En un escrito enviado al juzgado especializado en violencia sobre la mujer que investiga el caso del ex director adjunto de la Policía Nacional, los abogados de la defensa se refieren a las declaraciones de González y la agente presentadas ante el juez durante una audiencia el pasado martes. Solicitan que se inicie un apercibimiento contra el letrado de la acusación por haber revelado públicamente detalles de las actuaciones judiciales, según informan fuentes judiciales.
Piden que no haga más manifestaciones
Los letrados solicitan que el letrado Jorge Piedrafita sea apercibido «para que se abstenga de realizar nuevas manifestaciones públicas que revelen, tergiversen o valoren el contenido de esta instrucción, especialmente si dichas manifestaciones son contradictorias con los hechos del procedimiento y con la solicitud de mantener plena reserva» del caso.
Afirman que el letrado ha trasladado el contenido de las declaraciones «de manera claramente selectiva y contando falsedades», omitiendo partes del testimonio y el contenido de un audio que evidencian las múltiples contradicciones de la denunciante.
Además, concluyen que la agente se presenta como víctima «una persona que accede al domicilio por propia voluntad con un arma reglamentaria; que permanece por propia voluntad; requiriendo continuamente información de forma inquisitiva; que fue invitada varias veces a marcharse; que adopta una actitud cariñosa; que reclama más atención; que se despide con un ‘adiós cariño, nos vemos el domingo’».

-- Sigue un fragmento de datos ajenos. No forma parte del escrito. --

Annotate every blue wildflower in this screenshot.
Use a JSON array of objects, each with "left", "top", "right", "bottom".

«La realidad es que se trata de una persona celosa, posesiva y resentida, cuya única intención es causar el mayor daño a mi mandante; en caso de obtener una sentencia condenatoria, podría recibir hasta el 200 % de su salario en concepto de pensión por su probable jubilación», añaden los letrados.
Lo que la agente declaró
La agente, según el escrito, alega estar en acto de servicio cumpliendo órdenes de alguien que ni siquiera es su superior jerárquico, lo que a su vez ella misma reconoce. Asegura que «ya había denunciado en varias ocasiones a otro compañero con quien mantuvo una relación previa, con un resultado judicial desfavorable».
La defensa destaca que la agente admitió que fue al piso de González voluntariamente para confirmar si él le mentía sobre otras supuestas relaciones. No abandonó el lugar porque requería explicaciones.

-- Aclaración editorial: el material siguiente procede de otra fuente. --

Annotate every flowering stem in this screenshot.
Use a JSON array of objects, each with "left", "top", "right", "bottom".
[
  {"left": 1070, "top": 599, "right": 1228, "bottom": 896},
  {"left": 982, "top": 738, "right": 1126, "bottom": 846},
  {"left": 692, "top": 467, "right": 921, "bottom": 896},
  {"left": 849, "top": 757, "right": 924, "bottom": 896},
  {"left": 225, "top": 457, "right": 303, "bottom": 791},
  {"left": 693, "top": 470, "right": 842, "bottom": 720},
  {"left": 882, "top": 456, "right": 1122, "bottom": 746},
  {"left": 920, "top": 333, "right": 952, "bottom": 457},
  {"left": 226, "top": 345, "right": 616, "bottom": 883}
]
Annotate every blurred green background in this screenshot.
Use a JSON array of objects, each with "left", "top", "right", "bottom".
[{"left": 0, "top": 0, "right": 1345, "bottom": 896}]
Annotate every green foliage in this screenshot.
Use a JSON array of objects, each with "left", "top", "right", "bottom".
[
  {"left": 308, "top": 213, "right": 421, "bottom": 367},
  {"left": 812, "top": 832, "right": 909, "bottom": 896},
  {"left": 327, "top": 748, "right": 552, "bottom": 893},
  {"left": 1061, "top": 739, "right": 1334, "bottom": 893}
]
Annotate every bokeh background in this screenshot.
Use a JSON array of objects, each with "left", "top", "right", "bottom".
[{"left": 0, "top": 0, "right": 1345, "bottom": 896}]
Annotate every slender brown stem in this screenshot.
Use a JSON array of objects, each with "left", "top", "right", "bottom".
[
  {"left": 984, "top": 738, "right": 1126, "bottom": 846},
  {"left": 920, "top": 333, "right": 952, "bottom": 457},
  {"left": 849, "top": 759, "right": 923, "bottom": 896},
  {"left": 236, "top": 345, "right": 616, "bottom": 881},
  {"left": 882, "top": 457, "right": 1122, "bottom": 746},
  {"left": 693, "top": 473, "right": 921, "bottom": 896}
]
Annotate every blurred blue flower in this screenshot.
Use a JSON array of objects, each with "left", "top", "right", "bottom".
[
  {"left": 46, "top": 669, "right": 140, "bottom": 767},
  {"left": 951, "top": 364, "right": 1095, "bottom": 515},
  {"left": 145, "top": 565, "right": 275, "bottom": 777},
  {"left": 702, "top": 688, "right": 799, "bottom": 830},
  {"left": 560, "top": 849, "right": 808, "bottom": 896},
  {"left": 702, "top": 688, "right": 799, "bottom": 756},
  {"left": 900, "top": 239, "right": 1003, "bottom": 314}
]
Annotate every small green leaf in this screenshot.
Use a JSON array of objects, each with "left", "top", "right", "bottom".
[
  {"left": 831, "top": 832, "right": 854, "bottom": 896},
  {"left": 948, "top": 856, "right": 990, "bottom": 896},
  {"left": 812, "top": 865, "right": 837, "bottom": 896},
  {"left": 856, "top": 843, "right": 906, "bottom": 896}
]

Asimismo, la agente inicialmente negó haber dicho a González «nos vemos el domingo», y no recordó si expresó «adiós cariño», como se escucha en el audio que presentó como prueba. El juez preguntó varias veces a ambos sobre esta declaración.
También reconoció que tras la supuesta agresión sexual, realizó una llamada a González, aunque niega que la haya hecho hasta en seis ocasiones, como refleja un documento introducido en la causa por su abogado.